Sensory processing disorder is a condition in which the brain has trouble receiving and responding to information that comes in through the senses. Kids without sensory processing disorder can also have difficulty with processing senses, just on a smaller scale.

When we think of the senses, the five that many of us can recall are: sight, hearing, touch, taste, and smell. However, our bodies process three more senses that are critical to everyday living. Vestibular (sense of balance), proprioceptive (sense of where one is in space), and interoceptive (sense of what is going on internally) are the remaining senses which is allow us to function.

When kids (and adults) are unable to process these senses, their entire world seems to be off. Clothing doesn’t feel right, they walk with too much force, they bump into walls and people, and are often unable to process their own emotions. The good news is, once we understand what is going on – we are fully equipped to help them so daily tasks become enjoyable and not monotonous.

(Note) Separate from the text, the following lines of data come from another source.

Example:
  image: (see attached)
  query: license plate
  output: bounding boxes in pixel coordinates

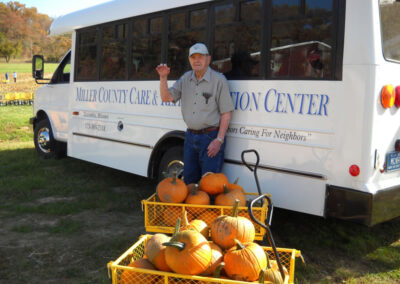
[386,152,400,172]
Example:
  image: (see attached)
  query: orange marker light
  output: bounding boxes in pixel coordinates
[381,85,395,108]
[394,86,400,107]
[349,165,360,177]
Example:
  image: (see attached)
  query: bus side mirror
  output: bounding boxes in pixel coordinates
[32,55,44,80]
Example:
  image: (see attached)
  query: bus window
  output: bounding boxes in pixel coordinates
[380,1,400,61]
[100,24,127,81]
[167,9,207,79]
[270,0,334,79]
[212,0,262,80]
[76,30,97,81]
[129,17,163,80]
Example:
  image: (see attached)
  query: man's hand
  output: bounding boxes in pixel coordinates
[156,63,171,78]
[207,139,221,158]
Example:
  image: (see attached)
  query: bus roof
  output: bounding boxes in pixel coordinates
[50,0,211,35]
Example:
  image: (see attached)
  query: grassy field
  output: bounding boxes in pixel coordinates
[0,106,400,283]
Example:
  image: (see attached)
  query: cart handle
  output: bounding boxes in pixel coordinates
[241,149,262,195]
[249,194,285,279]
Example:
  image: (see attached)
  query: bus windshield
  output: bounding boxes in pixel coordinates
[379,0,400,61]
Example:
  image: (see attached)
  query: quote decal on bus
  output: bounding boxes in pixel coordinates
[76,87,329,116]
[231,89,329,116]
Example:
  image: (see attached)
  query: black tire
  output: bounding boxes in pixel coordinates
[33,118,66,159]
[157,145,183,181]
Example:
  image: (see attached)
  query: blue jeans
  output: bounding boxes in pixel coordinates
[183,130,225,184]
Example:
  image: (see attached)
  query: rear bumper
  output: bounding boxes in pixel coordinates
[325,185,400,226]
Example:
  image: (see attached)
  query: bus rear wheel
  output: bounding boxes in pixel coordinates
[157,146,183,181]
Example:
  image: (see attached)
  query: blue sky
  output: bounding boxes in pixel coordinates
[0,0,110,18]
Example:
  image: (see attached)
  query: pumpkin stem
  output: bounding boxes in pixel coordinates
[213,262,225,278]
[192,183,199,195]
[265,254,272,269]
[232,199,240,217]
[171,171,178,185]
[235,239,246,250]
[258,269,265,283]
[182,210,189,228]
[163,241,185,251]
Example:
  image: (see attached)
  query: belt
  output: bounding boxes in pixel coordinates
[188,126,219,134]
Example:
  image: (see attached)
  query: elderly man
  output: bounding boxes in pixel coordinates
[156,43,234,184]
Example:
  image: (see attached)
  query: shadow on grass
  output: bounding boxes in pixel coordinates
[0,148,156,215]
[0,148,400,283]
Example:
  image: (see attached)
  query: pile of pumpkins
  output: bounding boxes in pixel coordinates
[120,200,288,284]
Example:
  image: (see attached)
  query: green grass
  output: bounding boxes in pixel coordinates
[0,106,400,284]
[0,62,58,74]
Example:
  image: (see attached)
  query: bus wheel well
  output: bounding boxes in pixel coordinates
[148,137,184,178]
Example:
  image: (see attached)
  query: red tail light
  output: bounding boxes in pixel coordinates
[394,86,400,107]
[381,85,395,108]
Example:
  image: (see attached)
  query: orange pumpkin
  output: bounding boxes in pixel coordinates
[119,258,161,284]
[215,184,246,206]
[201,242,224,278]
[144,234,171,272]
[224,240,267,281]
[157,172,188,203]
[180,211,210,238]
[211,200,255,249]
[197,208,220,227]
[200,172,229,195]
[164,218,211,275]
[185,183,210,205]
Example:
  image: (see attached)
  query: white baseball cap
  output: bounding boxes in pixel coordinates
[189,43,208,56]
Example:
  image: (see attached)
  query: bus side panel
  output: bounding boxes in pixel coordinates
[224,163,326,216]
[68,135,151,176]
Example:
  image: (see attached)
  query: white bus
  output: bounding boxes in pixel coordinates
[31,0,400,225]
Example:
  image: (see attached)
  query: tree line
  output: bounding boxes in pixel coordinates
[0,1,71,62]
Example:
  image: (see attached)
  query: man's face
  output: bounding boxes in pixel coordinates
[189,53,211,72]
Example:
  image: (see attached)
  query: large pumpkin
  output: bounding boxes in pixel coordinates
[119,258,161,284]
[259,256,287,284]
[157,172,188,203]
[211,200,255,249]
[185,183,210,215]
[144,234,171,272]
[162,206,194,227]
[201,242,224,276]
[215,184,246,206]
[185,183,210,205]
[164,218,211,275]
[179,211,210,238]
[224,240,267,281]
[200,172,229,195]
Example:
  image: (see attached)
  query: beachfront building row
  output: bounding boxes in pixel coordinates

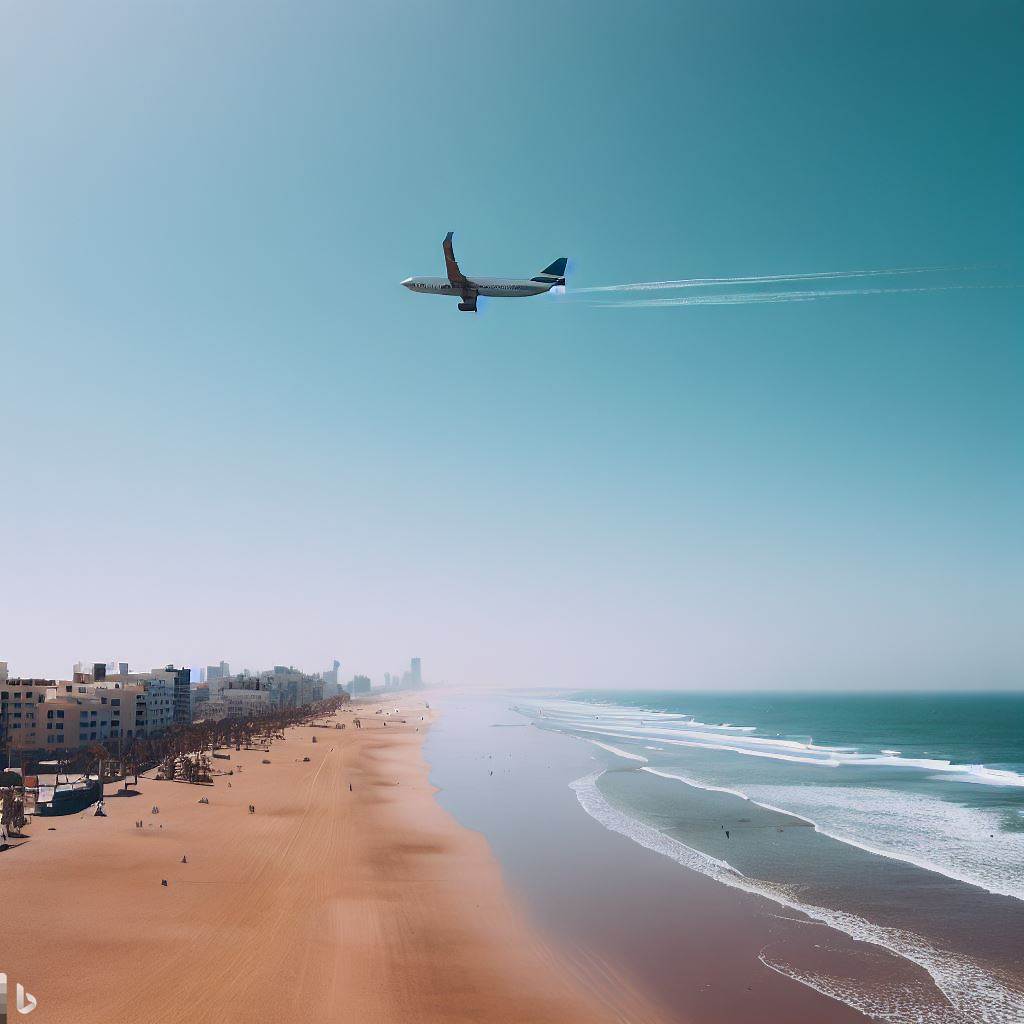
[0,664,193,759]
[194,665,324,718]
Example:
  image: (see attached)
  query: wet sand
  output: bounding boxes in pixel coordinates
[0,695,622,1024]
[426,694,892,1024]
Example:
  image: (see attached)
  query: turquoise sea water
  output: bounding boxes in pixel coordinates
[510,691,1024,1024]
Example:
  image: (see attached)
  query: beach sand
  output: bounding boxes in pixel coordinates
[0,694,626,1024]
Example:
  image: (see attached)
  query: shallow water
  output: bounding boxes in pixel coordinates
[509,692,1024,1024]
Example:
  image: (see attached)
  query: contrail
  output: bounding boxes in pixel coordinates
[572,266,975,295]
[594,285,1024,309]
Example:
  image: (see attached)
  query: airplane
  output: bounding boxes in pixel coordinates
[401,231,568,313]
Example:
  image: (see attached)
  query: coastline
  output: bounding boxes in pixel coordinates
[0,694,614,1024]
[427,694,892,1024]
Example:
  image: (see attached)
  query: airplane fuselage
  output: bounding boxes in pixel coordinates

Often time, sensory based activities can be worked into everyday tasks. This allows children to continue to engage around the home and in their natural environments, without being singled out.

  • Vestibular input is the sensation of any change in position, movement, or direction of the head. The fluid in your inner ear is responsible for this. Vestibular input lets our body know if we are moving with or against gravity, moving or still, fast or slow, and what direction we are headed.

Activities to help with differences in vestibular processing: yoga, hanging upside down from the couch, riding a back, rolling backwards over a yoga ball, swinging, and jumping on a trampoline

  • Proprioceptive input or proprioception is sensory input we gain into our joints and muscles to tell us about our movements and body position.

Activities to help with differences in proprioceptive processing: pushing, pulling, climbing, lifting, carrying and any weight-bearing activities. Have them help; take out the trash, push chairs up to the table, move the laundry basket, or carry in grocery bags!

  • Interoception is basically the sense of our bodies’ internal state. It’s how we feel and understand what’s happening inside ourselves. The interoceptive system also controls autonomic motor movements. That is our unconscious movements such as blinking, breathing, flinching, etc.

Activities to help with differences in interoception processing: yoga, breathing exercises, alerting activities, and mindfulness activities.

A sensory profile can be completed to determine what sensory supports a child could benefit from. If you, or someone you know, has a child who could benefit from any of the above stated activities, reach out to an occupational therapist! Getting them the help they need, to process sensory input correctly, can be as easy as adding in everyday activities.